NEPRA is scheduled to hold a public hearing on October 29 to review and decide on the proposal.
⚙️ NEPRA Review of K-Electric’s Tariff Structure
Meanwhile, the Power Division welcomed NEPRA’s review of K-Electric’s Multi-Year Tariff (MYT), calling it an important step toward transparency and fairness in the power sector.
“This review aligns K-Electric’s tariff framework with other national power companies,” a Power Division spokesperson said.
“It eliminates outdated components like foreign currency-linked returns and loss allowances that were inconsistent with national standards.”
The spokesperson clarified that the decision is not a financial burden on consumers but a regulatory correction to ensure uniformity and transparency across all electricity providers.
💬 Clarification on Karachi’s Subsidy
Rejecting social media claims that Karachi’s power subsidy has been removed, the Power Division confirmed that the Rs7 per unit subsidy remains intact under the national uniform tariff policy.
“No relief has been withdrawn from Karachi consumers,” the spokesperson emphasized. “The MYT review only affects K-Electric’s internal revenue structure, not the final electricity rate for consumers.”
The clarification also noted that any reduction in subsidies means lower government spending, not reduced consumer benefits.

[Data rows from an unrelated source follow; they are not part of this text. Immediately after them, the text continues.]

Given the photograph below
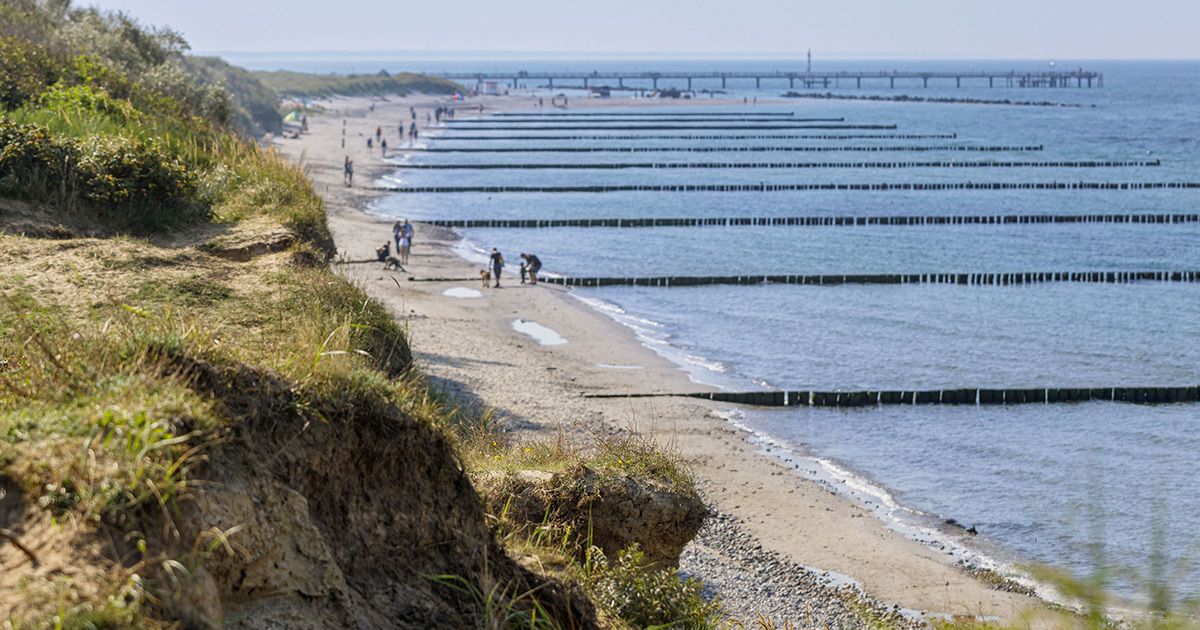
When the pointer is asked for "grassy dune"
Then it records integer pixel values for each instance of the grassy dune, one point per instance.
(175, 342)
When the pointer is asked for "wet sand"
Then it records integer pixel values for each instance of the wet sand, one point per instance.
(471, 348)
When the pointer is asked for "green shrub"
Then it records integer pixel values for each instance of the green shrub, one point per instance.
(646, 598)
(129, 184)
(25, 70)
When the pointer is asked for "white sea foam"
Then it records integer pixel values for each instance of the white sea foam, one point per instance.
(654, 336)
(545, 336)
(916, 525)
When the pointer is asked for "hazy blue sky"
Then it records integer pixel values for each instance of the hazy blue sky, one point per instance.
(1021, 29)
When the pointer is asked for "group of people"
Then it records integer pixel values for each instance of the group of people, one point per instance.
(529, 267)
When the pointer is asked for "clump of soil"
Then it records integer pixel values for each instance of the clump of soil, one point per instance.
(616, 510)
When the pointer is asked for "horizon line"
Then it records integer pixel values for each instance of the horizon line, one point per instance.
(843, 55)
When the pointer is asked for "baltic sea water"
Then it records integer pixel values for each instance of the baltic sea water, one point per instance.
(1048, 484)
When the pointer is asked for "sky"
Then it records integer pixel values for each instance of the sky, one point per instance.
(833, 29)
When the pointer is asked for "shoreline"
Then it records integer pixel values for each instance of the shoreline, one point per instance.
(468, 347)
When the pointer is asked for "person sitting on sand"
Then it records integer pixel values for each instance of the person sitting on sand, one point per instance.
(497, 262)
(533, 264)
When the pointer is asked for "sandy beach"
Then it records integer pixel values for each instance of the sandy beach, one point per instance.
(775, 533)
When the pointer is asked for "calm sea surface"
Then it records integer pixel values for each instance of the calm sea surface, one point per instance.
(1048, 484)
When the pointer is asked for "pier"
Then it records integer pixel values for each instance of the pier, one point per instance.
(1012, 78)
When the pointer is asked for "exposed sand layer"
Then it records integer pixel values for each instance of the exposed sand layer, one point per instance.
(471, 347)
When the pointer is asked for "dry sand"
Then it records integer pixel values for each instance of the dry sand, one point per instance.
(471, 347)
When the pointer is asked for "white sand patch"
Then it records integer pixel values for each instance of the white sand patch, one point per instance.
(463, 293)
(544, 335)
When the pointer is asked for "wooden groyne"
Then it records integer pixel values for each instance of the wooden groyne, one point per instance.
(676, 118)
(977, 396)
(814, 187)
(873, 166)
(720, 137)
(491, 126)
(762, 149)
(816, 221)
(642, 114)
(1011, 78)
(829, 280)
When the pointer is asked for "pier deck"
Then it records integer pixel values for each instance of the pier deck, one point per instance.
(1012, 78)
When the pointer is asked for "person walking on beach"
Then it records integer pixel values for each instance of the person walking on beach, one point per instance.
(407, 231)
(497, 262)
(402, 247)
(532, 265)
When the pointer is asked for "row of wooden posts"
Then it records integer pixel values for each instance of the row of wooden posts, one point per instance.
(981, 279)
(874, 166)
(979, 396)
(822, 221)
(777, 187)
(657, 126)
(720, 137)
(765, 149)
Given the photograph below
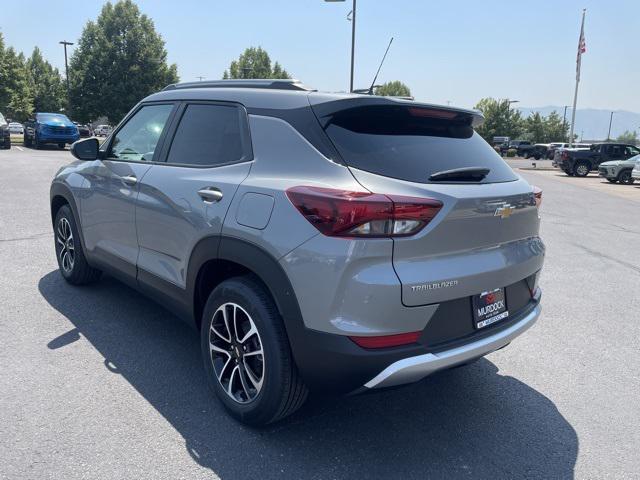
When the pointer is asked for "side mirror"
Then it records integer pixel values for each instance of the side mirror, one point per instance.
(86, 149)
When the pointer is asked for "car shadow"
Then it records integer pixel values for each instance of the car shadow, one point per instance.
(468, 422)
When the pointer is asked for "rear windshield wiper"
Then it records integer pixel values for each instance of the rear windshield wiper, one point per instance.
(464, 174)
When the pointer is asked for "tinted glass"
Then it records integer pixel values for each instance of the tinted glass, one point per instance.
(138, 138)
(45, 117)
(411, 143)
(209, 135)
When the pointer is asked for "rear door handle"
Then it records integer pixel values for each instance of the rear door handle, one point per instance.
(210, 194)
(129, 179)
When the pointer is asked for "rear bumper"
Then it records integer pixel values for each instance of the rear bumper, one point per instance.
(332, 363)
(416, 368)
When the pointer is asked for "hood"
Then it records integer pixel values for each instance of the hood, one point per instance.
(55, 121)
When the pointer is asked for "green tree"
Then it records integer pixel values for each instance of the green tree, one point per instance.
(534, 126)
(393, 89)
(254, 62)
(16, 101)
(500, 119)
(46, 84)
(628, 137)
(119, 60)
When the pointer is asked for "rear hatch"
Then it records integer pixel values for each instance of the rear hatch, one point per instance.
(486, 234)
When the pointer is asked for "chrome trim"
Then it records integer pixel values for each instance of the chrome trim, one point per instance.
(413, 369)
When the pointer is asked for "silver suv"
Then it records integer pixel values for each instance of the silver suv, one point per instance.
(318, 242)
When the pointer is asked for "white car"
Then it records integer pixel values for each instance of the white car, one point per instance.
(635, 173)
(16, 128)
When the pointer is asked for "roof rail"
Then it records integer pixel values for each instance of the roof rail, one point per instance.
(267, 83)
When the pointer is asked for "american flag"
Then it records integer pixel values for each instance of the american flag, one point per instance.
(582, 47)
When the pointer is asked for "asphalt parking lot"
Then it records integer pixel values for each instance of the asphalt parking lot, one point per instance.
(99, 382)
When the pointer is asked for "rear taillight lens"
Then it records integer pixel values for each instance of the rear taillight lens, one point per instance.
(342, 213)
(386, 341)
(537, 194)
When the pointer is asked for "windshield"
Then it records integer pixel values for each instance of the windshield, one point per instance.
(45, 117)
(411, 143)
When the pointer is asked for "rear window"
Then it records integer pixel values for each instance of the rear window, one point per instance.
(45, 117)
(411, 143)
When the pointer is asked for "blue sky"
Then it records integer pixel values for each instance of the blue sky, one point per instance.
(457, 51)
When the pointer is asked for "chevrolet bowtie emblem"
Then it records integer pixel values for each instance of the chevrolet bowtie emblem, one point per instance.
(504, 211)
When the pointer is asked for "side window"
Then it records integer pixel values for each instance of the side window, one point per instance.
(616, 151)
(210, 135)
(138, 138)
(631, 152)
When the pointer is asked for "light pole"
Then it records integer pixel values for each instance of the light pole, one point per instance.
(509, 102)
(66, 65)
(353, 38)
(610, 120)
(564, 122)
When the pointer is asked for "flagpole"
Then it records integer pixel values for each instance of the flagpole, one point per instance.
(579, 63)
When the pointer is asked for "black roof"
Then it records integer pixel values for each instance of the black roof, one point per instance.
(283, 95)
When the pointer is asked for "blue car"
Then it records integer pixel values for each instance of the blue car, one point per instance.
(50, 128)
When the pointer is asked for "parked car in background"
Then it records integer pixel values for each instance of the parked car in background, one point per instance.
(635, 173)
(84, 130)
(102, 130)
(5, 135)
(49, 128)
(362, 243)
(16, 128)
(537, 151)
(554, 147)
(579, 162)
(619, 170)
(519, 145)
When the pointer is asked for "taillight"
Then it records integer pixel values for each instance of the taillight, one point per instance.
(386, 341)
(537, 194)
(343, 213)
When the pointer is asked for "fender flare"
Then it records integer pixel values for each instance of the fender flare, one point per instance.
(61, 190)
(263, 265)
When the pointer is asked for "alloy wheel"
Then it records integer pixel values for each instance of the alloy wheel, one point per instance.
(236, 352)
(66, 247)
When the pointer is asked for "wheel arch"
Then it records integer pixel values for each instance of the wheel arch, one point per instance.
(61, 195)
(214, 259)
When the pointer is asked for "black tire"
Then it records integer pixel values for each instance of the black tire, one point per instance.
(281, 390)
(78, 271)
(624, 177)
(581, 169)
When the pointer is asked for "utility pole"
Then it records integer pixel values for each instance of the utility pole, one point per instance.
(353, 38)
(66, 64)
(353, 43)
(610, 120)
(581, 49)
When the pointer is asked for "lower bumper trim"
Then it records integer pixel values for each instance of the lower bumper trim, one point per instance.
(412, 369)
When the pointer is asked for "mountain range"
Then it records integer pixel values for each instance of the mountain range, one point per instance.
(591, 123)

🌱 A Step Toward Stability and Economic Growth
The proposed power tariff cut represents one of the government’s most significant energy reforms in years.
By making electricity more affordable, especially for agriculture and industry, the plan aims to stimulate growth, enhance export competitiveness, and ease inflationary pressure on the economy.
With approval expected soon, Pakistan’s power sector could be entering a new phase of stability, transparency, and affordability — providing a much-needed boost to the nation’s economic revival.